Today this thing arrived in my collection. The entire blade is etched including the back/spine and I assume that the blade also have had some type of guilding or bluening. Now polished off unfortunatly.

What age could it be? My guess is 1830-1850.

Best regards/Ulrik Sjöberg

ulfberth
6th January 2021, 07:09 PM
The period is indeed between 1830 to 1850, but the origin is Belgian and probably made in Liege. It has all the features type, shape decoration as a typical Belgian officer mameluke sabre of that period.
kind regards
Ulfberth

Jim McDougall
6th January 2021, 09:21 PM
The period is indeed between 1830 to 1850, but the origin is Belgian and probably made in Liege. It has all the features type, shape decoration as a typical Belgian officer mameluke sabre of that period.
kind regards
Ulfberth

Well observed and excellent suggestion. I knew this was not the British version of the 'mameluke' saber which became popular after the campaigns in Egypt (1798-1800). Both Great Britain and France became enamored of the sabers of the Mamluk forces in Egypt and adopted the Ottoman hilt design through the first quarter 19th c.
In 1831, the British officially adopted the hilt style for officers dress sabers, but it had been well in use already as well as in Europe.

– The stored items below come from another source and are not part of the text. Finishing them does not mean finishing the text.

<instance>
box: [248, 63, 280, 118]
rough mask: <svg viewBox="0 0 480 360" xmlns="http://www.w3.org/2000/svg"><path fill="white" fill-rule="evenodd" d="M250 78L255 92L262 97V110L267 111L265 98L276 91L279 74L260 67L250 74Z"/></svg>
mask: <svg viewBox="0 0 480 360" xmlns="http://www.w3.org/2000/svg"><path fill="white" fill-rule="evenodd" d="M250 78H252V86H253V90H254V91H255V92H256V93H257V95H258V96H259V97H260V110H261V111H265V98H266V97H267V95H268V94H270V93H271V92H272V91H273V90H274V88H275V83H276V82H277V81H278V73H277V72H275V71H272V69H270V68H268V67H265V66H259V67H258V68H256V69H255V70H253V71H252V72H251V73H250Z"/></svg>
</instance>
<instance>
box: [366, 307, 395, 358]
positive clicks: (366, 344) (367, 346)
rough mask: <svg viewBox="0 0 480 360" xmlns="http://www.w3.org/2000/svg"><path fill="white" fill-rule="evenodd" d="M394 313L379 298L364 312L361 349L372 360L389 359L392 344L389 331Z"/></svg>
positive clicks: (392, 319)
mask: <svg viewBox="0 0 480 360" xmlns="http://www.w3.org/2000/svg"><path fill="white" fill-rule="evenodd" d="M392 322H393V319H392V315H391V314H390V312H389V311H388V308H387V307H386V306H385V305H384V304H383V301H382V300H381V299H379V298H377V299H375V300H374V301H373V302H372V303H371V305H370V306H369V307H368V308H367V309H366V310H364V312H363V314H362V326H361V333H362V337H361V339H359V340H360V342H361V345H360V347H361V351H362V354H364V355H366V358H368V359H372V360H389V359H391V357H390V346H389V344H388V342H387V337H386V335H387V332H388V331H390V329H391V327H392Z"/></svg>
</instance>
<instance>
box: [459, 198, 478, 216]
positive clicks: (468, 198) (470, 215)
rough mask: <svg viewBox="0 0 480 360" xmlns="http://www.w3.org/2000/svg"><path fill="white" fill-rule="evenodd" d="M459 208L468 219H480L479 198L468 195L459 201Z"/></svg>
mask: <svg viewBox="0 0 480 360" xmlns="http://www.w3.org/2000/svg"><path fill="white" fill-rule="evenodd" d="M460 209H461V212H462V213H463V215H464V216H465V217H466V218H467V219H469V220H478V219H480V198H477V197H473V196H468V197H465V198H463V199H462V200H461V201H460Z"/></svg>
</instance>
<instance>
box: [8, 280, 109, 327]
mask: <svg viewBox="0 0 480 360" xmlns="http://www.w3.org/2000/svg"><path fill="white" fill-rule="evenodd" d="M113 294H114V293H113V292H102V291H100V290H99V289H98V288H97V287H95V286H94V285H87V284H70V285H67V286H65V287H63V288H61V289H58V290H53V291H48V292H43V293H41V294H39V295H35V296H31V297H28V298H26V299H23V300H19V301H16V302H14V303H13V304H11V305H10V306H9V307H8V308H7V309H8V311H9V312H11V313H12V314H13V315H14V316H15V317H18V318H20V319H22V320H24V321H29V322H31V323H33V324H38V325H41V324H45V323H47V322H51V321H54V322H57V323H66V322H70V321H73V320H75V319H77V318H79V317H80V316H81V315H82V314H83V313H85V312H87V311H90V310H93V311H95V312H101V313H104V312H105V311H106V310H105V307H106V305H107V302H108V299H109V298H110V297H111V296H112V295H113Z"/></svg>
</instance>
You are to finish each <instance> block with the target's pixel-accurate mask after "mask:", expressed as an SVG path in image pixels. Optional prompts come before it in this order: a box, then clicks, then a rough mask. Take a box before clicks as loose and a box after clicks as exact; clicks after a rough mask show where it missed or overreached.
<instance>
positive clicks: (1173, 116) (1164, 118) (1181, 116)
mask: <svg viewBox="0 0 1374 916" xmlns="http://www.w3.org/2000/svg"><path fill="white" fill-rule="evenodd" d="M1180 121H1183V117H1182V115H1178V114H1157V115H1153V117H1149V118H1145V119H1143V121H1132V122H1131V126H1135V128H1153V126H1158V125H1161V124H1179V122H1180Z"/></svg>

This hilt does not have the rivets, decorated crossguard and langets, and the British sword does not have a chain guard which this one seems to have had.
The clipped point and deep curve is also inconsistent with the British and seems a lot like German blades using that feature mid 18th c. into 19th.
In Seifert "Schwert Degen Sabel" (1962), he refers to this type point as a 'pandour point' referring to the notorious Balkan forces in Austrian service for Maria Theresa and were widely imitated in European armies of early 19th c.